Connection timeouts due to INVALID state rule

Will Storey <will@xxxxxxxxxxxxx> · Sun, 7 Jul 2019 13:32:44 -0700

Hello,

I've been experiencing sporadic timeouts when connecting to daemons on
127.0.0.1. I narrowed the cause down to an iptables INPUT rule that blocks
INVALID state packets:

 603K   24M DROP  all  --  *  *  0.0.0.0/0  0.0.0.0/0   state INVALID

I can work around this by allowing everything on lo before this rule, but
I'm wondering if this is expected or not.

Here's more about the situation:

All involved systems are running Ubuntu Bionic with kernel
4.15.0-52-generic.

On systems with the problem, there are half open TCP connections:

tcp        0      0 127.0.0.1:2348          127.0.0.1:47268         ESTABLISHED

When a client connects with source port 47268, it gets stuck in SYN_SENT
and eventually times out:

22:09:17.601482 IP (tos 0x0, ttl 64, id 53505, offset 0, flags [DF], proto TCP (6), length 60)
    127.0.0.1.47268 > 127.0.0.1.2348: Flags [S], cksum 0xfe30 (incorrect -> 0x02e6), seq 3436316390, win 43690, options [mss 65495,sackOK,TS val 712761924 ecr 0,nop,wscale 7], length 0
22:09:17.601487 IP (tos 0x0, ttl 64, id 42105, offset 0, flags [DF], proto TCP (6), length 52)
    127.0.0.1.2348 > 127.0.0.1.47268: Flags [.], cksum 0xfe28 (incorrect -> 0x08f5), seq 1489307482, ack 3500129728, win 2309, options [nop,nop,TS val 712761924 ecr 696680490], length 0
22:09:18.629342 IP (tos 0x0, ttl 64, id 53506, offset 0, flags [DF], proto TCP (6), length 60)
    127.0.0.1.47268 > 127.0.0.1.2348: Flags [S], cksum 0xfe30 (incorrect -> 0xfee1), seq 3436316390, win 43690, options [mss 65495,sackOK,TS val 712762952 ecr 0,nop,wscale 7], length 0
22:09:18.629469 IP (tos 0x0, ttl 64, id 42106, offset 0, flags [DF], proto TCP (6), length 52)
    127.0.0.1.2348 > 127.0.0.1.47268: Flags [.], cksum 0xfe28 (incorrect -> 0x04f1), seq 0, ack 1, win 2309, options [nop,nop,TS val 712762952 ecr 696680490], length 0

It repeats like this (SYN then ACK) until timeout.

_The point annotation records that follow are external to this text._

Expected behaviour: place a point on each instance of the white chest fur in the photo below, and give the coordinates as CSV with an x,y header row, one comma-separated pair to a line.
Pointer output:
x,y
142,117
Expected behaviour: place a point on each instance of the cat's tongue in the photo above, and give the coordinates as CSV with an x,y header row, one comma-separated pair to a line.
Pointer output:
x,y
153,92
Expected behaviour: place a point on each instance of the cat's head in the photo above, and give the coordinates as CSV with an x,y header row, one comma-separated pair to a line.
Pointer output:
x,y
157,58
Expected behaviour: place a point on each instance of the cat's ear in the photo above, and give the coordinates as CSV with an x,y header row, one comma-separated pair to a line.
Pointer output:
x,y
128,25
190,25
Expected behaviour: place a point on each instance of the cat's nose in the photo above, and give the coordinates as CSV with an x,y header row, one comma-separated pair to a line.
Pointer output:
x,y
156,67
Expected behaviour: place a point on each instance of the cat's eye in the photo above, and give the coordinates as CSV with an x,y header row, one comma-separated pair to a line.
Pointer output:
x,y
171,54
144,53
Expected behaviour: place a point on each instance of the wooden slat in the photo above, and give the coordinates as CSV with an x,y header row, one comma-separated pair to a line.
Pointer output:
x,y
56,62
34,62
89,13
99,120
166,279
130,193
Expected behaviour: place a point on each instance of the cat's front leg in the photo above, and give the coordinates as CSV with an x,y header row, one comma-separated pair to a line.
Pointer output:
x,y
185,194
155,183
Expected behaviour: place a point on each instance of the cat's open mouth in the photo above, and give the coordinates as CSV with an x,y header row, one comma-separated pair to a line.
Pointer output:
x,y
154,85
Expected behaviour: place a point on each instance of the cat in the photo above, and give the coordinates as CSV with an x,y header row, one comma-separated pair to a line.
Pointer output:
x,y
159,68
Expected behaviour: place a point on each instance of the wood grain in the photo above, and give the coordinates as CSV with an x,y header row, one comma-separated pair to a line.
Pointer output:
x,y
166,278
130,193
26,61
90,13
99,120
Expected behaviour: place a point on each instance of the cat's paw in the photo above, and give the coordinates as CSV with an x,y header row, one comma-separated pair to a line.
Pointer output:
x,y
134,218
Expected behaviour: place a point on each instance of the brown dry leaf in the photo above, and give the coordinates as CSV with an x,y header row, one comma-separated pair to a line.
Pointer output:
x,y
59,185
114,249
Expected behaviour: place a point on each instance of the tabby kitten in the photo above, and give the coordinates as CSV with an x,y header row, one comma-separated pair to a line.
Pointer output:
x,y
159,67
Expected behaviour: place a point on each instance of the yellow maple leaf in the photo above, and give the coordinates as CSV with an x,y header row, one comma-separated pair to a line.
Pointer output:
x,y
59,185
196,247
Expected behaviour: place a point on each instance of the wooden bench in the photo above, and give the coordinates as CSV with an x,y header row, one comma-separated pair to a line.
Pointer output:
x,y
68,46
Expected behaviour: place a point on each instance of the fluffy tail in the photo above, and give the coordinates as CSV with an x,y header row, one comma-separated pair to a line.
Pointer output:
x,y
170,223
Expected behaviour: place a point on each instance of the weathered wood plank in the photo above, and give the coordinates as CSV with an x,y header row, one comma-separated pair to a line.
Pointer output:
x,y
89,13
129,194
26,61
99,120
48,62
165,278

My understanding is that I should see a RST from the client and the
handshake beginning from scratch. Indeed, if I create a half open TCP
connection to try to replicate the issue, that's what I see:

14:19:47.429668 IP (tos 0x0, ttl 64, id 35002, offset 0, flags [DF], proto TCP (6), length 60)
    127.0.0.1.59118 > 127.0.0.1.2348: Flags [S], cksum 0xfe30 (incorrect -> 0xf9f1), seq 1911409434, win 43690, options [mss 65495,sackOK,TS val 2900480312 ecr 0,nop,wscale 7], length 0
14:19:47.429698 IP (tos 0x0, ttl 64, id 44792, offset 0, flags [DF], proto TCP (6), length 52)
    127.0.0.1.2348 > 127.0.0.1.59118: Flags [.], cksum 0xfe28 (incorrect -> 0x81ca), seq 1940761408, ack 1119853882, win 342, options [nop,nop,TS val 2900480312 ecr 2900155296], length 0
14:19:47.429724 IP (tos 0x0, ttl 64, id 50333, offset 0, flags [DF], proto TCP (6), length 40)
    127.0.0.1.59118 > 127.0.0.1.2348: Flags [R], cksum 0xe1c9 (correct), seq 1119853882, win 0, length 0
14:19:48.452510 IP (tos 0x0, ttl 64, id 35003, offset 0, flags [DF], proto TCP (6), length 60)
    127.0.0.1.59118 > 127.0.0.1.2348: Flags [S], cksum 0xfe30 (incorrect -> 0xf5f2), seq 1911409434, win 43690, options [mss 65495,sackOK,TS val 2900481335 ecr 0,nop,wscale 7], length 0
14:19:48.452533 IP (tos 0x0, ttl 64, id 0, offset 0, flags [DF], proto TCP (6), length 60)
    127.0.0.1.2348 > 127.0.0.1.59118: Flags [S.], cksum 0xfe30 (incorrect -> 0x1929), seq 2748298959, ack 1911409435, win 43690, options [mss 65495,sackOK,TS val 2900481335 ecr 2900481335,nop,wscale 7], length 0
14:19:48.452547 IP (tos 0x0, ttl 64, id 35004, offset 0, flags [DF], proto TCP (6), length 52)
    127.0.0.1.59118 > 127.0.0.1.2348: Flags [.], cksum 0xfe28 (incorrect -> 0xeb6d), seq 1911409435, ack 2748298960, win 342, options [nop,nop,TS val 2900481335 ecr 2900481335], length 0

>From what I can gather, either the ACK from the server or the RST from the
client (which doesn't show in the tcpdump if it is occurring) is getting
blocked by the INVALID state rule. If I allow everything on lo, I see the
RST and the connection succeeds.

I've tried setting nf_conntrack_log_invalid to 255, but I don't see any
logs about what's invalid.

I'm at a loss to explain why these packets are invalid. I'm also curious
why I'm unable to replicate the issue. There's seems to be something
special about certain half open connections.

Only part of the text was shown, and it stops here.